As much as the NCAA required minorities and woman be granted the same opportunities over the years, should not the NCAA be requiring these storied programs play other non-tradtional schools on their regular season schedule? Or has the fact that Boise State beating OK, Utah beating AL and App State beating Michigan at Michigan last season scared off just a test for these programs?

I am a firm believer that what matters most is what happens on the field or in real life what matters most is performance regardless of who it is or where they come from or what the look like or what school they come from or whose son or daughter they may be.

What does it say about the medias dismissal of small schools or small conferences? Is not the media simply continuing the cycle year after year of keeping a the same schools atop the polls? In fact, if you listen to the media they constantly hope for one of these schools to get beaten so they will NOT have to give the school the respect it may deserve.

Now that Utah has fullfilled its obligation and faced Alabama and defeated them easily, should not the media and the insiders who shape the bias in the first place be forced to take the medicine they deserve?

The medicine very well may be a playoff system in the future if enough people come to the realization that the current system in place is about rewarding "storied" programs with the financial windfalls of bowl games and not rewarding teams or schools for performance.

There is a reason why basketball has potential "cinderellas". Thats because eventually if you keep winning the tournament forces teams to have to play you in order to become National Champion. In football, they just sit back and decide themselves who it should be playing for the right to be Champion, and of course that descision is not open to debate either regardless of how many yell the system is flawed.

These are the messages we send our young people even in the smallest of ways. Its does not really matter if your successful on the field or in classroom if its not at the "right" school or from the right conference.

Bias gets is foundations in any number of ways, but it certainly begins in things we normally are proned to not take to serious.

Football is football of course, but it may just speak larger about our culture than we would like to admit. It may just be a reflection of ourselves in the end.

1 comment:

Anonymous said...

Sports like any other form of entertainment is merely a reflection of ourselves.
Is there bigotry or bias in the sports media; of course there is!! Do they play favorites? of course they do. Look at the coverage for a Notre Dame football team that is God aweful.
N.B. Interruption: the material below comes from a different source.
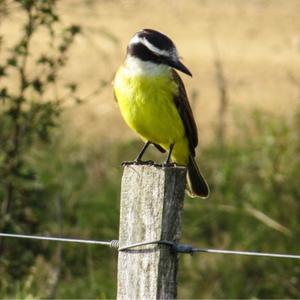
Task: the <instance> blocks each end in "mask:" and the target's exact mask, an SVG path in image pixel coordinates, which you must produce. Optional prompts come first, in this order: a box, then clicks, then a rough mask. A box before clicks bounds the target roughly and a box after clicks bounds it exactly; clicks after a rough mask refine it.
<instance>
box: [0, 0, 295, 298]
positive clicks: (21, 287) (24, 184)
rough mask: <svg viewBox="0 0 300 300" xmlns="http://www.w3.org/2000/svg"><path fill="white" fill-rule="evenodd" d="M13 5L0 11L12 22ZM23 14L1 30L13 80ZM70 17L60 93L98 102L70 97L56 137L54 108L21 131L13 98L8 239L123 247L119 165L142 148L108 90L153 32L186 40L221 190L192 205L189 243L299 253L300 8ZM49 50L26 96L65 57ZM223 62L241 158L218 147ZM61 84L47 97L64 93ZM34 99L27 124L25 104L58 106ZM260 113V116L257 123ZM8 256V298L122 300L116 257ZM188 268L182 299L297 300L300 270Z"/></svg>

They still get there TV games don't they? Could it be due to the Regis's of the world? The media just like in politics has become about creating stories, not reporting them. Barry Bonds is a great example or even Manny Ramierez where they tarnish in print thus driving down his ability to negotiate in the future with other teams. The media is currently doing the same thing to Gov. B in Illinois in that the man has to be innocent until proven guilty and yet they portray him already as the villain.
people ask whats wrong with America? I say its the new journalism for entertainment value and not substance.